Data processing logistics

IBM System/370 Model 145 By jovike (cc) (from Flickr)
IBM System/370 Model 145 By jovike (cc) (from Flickr)

Chuck Hollis wrote a great post on “information logistics” as a new paradigm for IT centers to have to consider as they deploy applications around the globe and into the cloud.  The problem is that there’s lot’s of data to move around in order to make all this work.

Supercomputing’s Solution

Big data/super computing groups have been thinking about this problem for a long time and have some solutions that might help but it all harken’s back to batch processing and JCL (job control language) of the last century.  In my comment to Chuck’s post I mentioned the University of Wisconsin’s Condor(r) Project which can be used to schedule data transmission and data processing across distributed server nodes in a network, but there are others namely the Globus ToolKit 4 (GT4)  which creates a data grid to support collaborative research on PB of data currently being used by CERN for LHC data, EU for their data grid and others.  We have discussed Condor in our Free Cloud Storage and Cloud Computing post and GT4 in our 15PB a year created by CERN post.
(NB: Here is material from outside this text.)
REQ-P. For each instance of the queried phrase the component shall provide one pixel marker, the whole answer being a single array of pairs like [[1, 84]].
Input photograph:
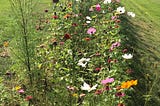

These super computing projects were designed to move data around so that analysis could be done locally with results shared within the community.  However, at least with GT4, they replicate data at a number of nodes, which may not be storage efficient but does provide quicker access for data analysis.  In CERN, there are a hierarchy of nodes which participate in a GT4 data grid and the data is replicated between tiers and within peer nodes just to have better access to it.

In olden days, …

With JCL someone would code up a sequence of batch steps, each of which could be conditional on previous steps that would manipulate data into some transient and at the end, final form.  Sometimes JCL would invoke another job (set of JCL) for a follow on step if everything in this job worked as planned.  The JCL would wait in a queue until the data and execution resources were available for it.

This could mean mounting removable media, creating disk storage “datasets”, or waiting until other jobs were down with datasets being needed, jobs would execute in a priority sequence, and scheduling options could include using different hosts (servers) that would coordinate to provide job execution services.   For all I know, z/OS still supports JCL for batch processing, but it’s been a long time since I have used JCL.

Cloud computing and storage services

Where does that bring us for today. Cloud computing and Cloud storage are bringing this execution paradigm back into vogue. But instead of batch jobs, we are talking about virtual machines, or web applications or anything else that can be packaged up and run generically on anybody’s hardware and storage.

The only problem is that there are only application specific ways to control these execution activities.  I am thinking here of web services that hand off web handling to any web server that happens to have cycles to support it.  Similarly, database machines seem capable of handing off queries to any database server that has idle ergs to process with.  There are myriad others like this but they all seem specific to one application domain.  Nothing exists that is generic or can cross many application domains.

That’s where something like Condor, GT4 or god forbid, JCL can make some sense.  In essence, all of these approaches are application independent.  By doing so, they can be used for any number of applications to take advantage of cloud computing and cloud storage services.

Just had to get this out.  Chuck’s post had me thinking about JCL again and there had to be another solution.